The commonly used post-processing method in object detection based on deep learning is NMS（ Nonmaximal Value suppression ）, It can be used to filter the bounding boxes with poor prediction of the same target , also Only candidate bounding boxes with high response are reserved .NMS Try to improve the way with the objective function The optimization method is consistent .NMS The original method did not consider the background information , therefore Girshick etc. people [19] stay R-CNN The classification confidence score is added as a reference , And score according to trust The order of numbers , Perform greedy from high to low NMS. as for soft NMS[1], It focuses on such a problem , That is, target occlusion may result in IoU The greed of scores NMS The confidence score of . be based on DIoU Of NMS[99] The developer's idea is to soft NMS Add the distance information of the center point to BBox In the process of screening . Worth Pay attention to is , Because the above post-processing methods do not directly involve the extraction of feature map , therefore Without using anchor The post-processing is no longer required in the subsequent development of the method .

3. Methodology Method

The basic aim is fast operating speed of neural network, in production systems and optimization for parallel computations, rather than the low computation volume theoretical indicator (BFLOP). We present two options of real-time neural networks:

For GPU we use a small number of groups (1 – 8) in convolutional layers: CSPResNeXt50 / CSPDarknet53
For VPU – we usegrouped-convolution, but we refrain from using Squeeze-and-excitement (SE) blocks – specifically this includes the following models: EfficientNet-lite / MixNet [76] / GhostNet [21] / MobileNetV3

The basic purpose is the fast running speed of the neural network in the production system and the parallel computing Optimize , Instead of low computational theoretical indicators （BFLOP）. We propose two kinds of real-time gods Via Internet ：

about GPU, We use a small number of groups in the convolution layer （1-8）：CSPResNeXt50 / CSPDarknet53
about VPU, We use packet convolution , But avoid using Squeeze-andexcitement (SE)blocks. It includes the following models ：EfficientNet-lite / MixNet [76] / GhostNet[21] / MobileNetV3

3.1 Selection of architecture Schema selection

Our objective is to find the optimal balance among the input network resolution, the convolutional layer number, the parameter number (filter size2 * filters * channel / groups), and the number of layer outputs (filters). For instance, our numerous studies demonstrate that the CSPResNext50 is considerably better compared to CSPDarknet53 in terms of object classification on the ILSVRC2012 (ImageNet) dataset [10]. However, conversely, the CSPDarknet53 is better compared to CSPResNext50 in terms of detecting objects on the MS COCO dataset [46].
Our goal is to input network resolution 、 Number of convolution layers 、 The number of arguments （ Convolution nucleus 2 * Number of convolution kernels * The channel number / Group number ） And the number of outputs per layer （ filter ） Between look for To The best balance . For example, many of our studies have shown that CSPResNext50 stay ILSVRC2012(ImageNet) The target classification effect on the dataset is better than CSPDarknet53 good quite a lot . However ,CSPDarknet53 stay MS COCO The target detection effect on the dataset is better than CSPResNext50 Better .
The next objective is to select additional blocks for increasing the receptive field and the best method of parameter aggregation from different backbone levels for different detector levels: e.g.

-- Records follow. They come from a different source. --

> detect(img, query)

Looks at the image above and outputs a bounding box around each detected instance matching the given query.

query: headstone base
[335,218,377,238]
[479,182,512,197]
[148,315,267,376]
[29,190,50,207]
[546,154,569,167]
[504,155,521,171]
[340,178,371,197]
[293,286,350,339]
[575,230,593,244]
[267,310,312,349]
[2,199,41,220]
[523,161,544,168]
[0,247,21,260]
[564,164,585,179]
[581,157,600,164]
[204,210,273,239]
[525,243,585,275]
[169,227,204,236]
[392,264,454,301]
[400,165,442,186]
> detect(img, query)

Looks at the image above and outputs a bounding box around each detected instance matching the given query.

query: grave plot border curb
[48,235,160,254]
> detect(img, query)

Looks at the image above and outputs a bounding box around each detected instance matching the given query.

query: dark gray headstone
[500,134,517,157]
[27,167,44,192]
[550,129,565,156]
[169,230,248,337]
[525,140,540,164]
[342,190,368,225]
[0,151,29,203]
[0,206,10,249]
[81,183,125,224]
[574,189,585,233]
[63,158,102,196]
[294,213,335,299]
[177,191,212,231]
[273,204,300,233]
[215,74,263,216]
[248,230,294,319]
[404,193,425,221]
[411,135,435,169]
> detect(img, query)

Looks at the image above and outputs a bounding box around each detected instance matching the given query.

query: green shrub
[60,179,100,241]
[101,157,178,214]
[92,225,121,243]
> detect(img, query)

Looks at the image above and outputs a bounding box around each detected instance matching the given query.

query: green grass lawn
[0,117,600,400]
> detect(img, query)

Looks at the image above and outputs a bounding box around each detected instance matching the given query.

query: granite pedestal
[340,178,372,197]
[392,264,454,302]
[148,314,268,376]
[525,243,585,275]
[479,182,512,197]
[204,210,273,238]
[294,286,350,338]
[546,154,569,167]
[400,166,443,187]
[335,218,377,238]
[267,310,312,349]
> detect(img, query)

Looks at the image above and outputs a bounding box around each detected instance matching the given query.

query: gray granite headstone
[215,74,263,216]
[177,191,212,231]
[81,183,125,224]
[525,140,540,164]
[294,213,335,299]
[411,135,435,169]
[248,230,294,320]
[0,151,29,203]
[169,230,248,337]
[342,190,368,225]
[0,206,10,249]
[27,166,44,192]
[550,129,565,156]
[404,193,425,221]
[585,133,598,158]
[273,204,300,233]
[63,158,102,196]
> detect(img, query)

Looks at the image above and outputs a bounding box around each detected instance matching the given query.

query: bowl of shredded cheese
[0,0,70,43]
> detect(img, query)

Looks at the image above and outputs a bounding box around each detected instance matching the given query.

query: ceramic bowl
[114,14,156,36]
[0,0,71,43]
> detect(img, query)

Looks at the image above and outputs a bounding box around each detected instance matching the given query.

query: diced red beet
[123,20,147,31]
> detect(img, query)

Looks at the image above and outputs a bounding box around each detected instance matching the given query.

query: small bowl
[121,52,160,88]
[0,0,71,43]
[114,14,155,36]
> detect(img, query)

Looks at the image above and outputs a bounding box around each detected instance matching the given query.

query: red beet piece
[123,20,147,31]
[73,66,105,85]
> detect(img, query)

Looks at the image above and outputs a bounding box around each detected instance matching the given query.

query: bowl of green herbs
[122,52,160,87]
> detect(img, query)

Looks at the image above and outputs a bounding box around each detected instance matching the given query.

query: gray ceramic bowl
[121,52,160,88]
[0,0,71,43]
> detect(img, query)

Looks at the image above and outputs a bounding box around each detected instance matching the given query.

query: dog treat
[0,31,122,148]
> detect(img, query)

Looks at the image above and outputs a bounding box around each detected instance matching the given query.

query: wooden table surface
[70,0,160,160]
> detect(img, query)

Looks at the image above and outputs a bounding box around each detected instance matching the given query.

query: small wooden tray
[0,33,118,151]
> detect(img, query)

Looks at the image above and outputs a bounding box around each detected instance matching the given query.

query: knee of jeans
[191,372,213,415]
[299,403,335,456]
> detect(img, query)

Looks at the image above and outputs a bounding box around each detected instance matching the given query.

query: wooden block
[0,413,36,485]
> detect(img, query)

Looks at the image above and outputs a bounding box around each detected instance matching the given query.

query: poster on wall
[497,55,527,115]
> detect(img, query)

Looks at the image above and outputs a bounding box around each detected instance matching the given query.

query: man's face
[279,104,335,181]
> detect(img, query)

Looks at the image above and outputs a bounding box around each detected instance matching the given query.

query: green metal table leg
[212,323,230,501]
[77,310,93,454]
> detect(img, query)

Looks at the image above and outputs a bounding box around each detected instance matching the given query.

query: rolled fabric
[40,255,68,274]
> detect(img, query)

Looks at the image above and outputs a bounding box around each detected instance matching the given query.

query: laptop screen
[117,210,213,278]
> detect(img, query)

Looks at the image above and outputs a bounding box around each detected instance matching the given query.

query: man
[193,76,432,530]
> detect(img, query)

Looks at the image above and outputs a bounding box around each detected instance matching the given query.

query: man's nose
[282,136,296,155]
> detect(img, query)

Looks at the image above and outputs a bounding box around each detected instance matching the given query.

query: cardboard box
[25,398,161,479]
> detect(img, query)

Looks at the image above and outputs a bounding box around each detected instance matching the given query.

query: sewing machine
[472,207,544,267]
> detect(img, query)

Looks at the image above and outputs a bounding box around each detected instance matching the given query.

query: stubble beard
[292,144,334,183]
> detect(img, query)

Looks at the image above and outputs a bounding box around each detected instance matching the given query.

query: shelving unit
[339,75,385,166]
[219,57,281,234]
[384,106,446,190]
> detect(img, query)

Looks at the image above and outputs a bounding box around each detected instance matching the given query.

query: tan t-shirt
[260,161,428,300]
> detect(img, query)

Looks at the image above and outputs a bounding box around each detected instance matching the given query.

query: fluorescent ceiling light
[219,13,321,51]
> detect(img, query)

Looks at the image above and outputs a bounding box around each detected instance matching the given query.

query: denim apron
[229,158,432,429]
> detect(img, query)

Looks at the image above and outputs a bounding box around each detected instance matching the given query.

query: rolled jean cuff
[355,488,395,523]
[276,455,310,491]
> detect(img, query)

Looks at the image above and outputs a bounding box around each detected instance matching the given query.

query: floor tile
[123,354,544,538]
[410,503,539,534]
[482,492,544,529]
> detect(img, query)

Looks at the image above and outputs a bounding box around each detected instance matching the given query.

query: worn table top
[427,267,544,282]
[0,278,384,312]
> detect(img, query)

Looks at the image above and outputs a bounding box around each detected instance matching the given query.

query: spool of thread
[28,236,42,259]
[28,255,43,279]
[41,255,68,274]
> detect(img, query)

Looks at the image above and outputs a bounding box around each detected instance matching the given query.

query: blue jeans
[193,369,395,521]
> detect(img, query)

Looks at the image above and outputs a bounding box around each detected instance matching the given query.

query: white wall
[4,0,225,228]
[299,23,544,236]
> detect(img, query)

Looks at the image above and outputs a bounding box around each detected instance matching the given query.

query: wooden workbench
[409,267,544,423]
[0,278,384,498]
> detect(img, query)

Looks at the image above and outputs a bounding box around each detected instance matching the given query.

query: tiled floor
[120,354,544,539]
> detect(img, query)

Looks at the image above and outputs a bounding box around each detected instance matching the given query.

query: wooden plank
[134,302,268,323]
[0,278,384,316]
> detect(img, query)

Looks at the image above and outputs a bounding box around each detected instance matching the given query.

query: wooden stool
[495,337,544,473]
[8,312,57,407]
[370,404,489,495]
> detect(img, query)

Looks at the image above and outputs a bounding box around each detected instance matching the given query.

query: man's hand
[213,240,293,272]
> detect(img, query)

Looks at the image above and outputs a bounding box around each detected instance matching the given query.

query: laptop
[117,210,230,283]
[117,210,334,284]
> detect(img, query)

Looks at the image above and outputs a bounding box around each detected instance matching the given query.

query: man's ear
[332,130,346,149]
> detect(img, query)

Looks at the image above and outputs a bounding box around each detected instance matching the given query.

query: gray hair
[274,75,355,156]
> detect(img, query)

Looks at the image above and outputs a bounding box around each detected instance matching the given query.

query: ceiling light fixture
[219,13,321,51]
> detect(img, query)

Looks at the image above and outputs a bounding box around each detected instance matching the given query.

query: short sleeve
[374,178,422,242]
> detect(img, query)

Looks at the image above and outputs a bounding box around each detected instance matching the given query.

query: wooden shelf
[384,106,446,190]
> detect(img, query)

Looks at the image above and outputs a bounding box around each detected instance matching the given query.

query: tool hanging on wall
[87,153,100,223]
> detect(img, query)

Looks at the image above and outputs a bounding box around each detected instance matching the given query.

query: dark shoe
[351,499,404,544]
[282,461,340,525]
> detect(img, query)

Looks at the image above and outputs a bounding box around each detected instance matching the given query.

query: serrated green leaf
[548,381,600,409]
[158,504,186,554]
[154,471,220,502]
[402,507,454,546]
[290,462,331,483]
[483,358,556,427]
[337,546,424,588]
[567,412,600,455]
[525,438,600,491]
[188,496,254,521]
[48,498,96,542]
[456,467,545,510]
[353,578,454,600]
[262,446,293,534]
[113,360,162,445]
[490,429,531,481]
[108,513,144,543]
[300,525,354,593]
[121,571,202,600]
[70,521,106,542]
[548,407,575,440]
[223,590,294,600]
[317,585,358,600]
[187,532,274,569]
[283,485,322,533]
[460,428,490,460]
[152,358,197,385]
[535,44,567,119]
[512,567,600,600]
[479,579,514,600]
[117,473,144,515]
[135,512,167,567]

FPN, PAN, ASFF, BiFPN.
The next goal is to choose additional blocks To expand the receptive field , From different levels of backbone In order to achieve different levels of detection results , example Such as FPN、PAN、ASFF、BiFPN.
A reference model which is optimal for classification is not always optimal for a detector. In contrast to the classifier, the detector requires the following:

 Higher input network size (resolution) – for detecting multiple small-sized objects
More layers – for a higher receptive field to cover the increased size of input network
More parameters – for greater capacity of a model to detect multiple objects of different sizes in a single image

An optimal classification reference model is not always an optimal detector . Compared with classifiers , The detector needs to meet the following points ：

Larger input network size （ The resolution of the ）—— It is used to detect multiple small-size items mark
More layers —— Get a larger receptive field to adapt to the network input size An increase in
More parameters —— Obtain larger model capacity to detect multiple objects in a single image Objects of different sizes .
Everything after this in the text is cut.